Les hirondelles de Kaboul

Auteur : Yasmina Khadra

Éditeur : Pocket

Année : 2004

Yasmina Khadra

Les hirondelles de Kaboul

C’est un roman coup de poing, que l’on ne peut oublier, tant par son thème que par son ton.
La langue y est belle, magnifique, tellement sobre et lyrique à la fois, elle témoigne de cet usage du Français que l’on goûte sous les plumes des auteurs orientaux. Un exemple ?
Essayez ceci, d’entrée de jeu :

« Les terres afghanes ne sont que champs de bataille, arènes et cimetières. Les prières s’émiettent dans la folie des mitrailles, les loups hurlent chaque soir à la mort, et le vent, lorsqu’il se lève, livre la complainte des mendiants au croassement des corbeaux… »

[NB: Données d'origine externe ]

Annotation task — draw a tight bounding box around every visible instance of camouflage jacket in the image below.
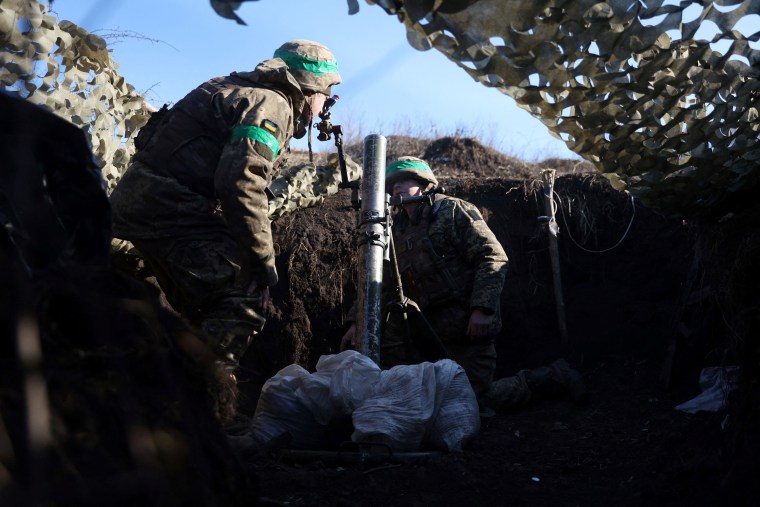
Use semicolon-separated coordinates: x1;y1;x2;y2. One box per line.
111;59;307;285
384;196;508;341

Vous êtes dans les faubourgs de la cité, vous portez le tchadri empoussiéré par ce vent étouffant, qui s’entortille autour des chevilles et entrave toutes les libertés, même celle des hommes.
Yasmina Khadra, avec sa sensibilité pudique, parle d’hommes ligotés davantage par les lois inhumaines des talibans que par les coutumes ancestrales. Ces hommes qui sentent monter du plus profond d’eux-mêmes la nécessité de vivre leur amour sans l’insidieux carcan du régime appuyé sur une religion détournée : Écoutez Mohsen enjoindre sa femme aimée, Zunaira de l’accompagner au marché, comme au temps où …

« On n’est pas chez nous, Zunaira. Notre maison, où nous avions créé notre monde, a été soufflée par un obus. Ici, c’est juste un refuge. J’ai envie qu’il ne devienne pas notre tombeau. Nous avons perdu nos fortunes ; ne perdons pas nos bonnes manières. Le seul moyen de lutte qui nous reste, pour refuser l’arbitraire et la barbarie, est de ne pas renoncer à notre
éducation (.…) Nous ne pouvons accepter que l’on nous assimile à du bétail. »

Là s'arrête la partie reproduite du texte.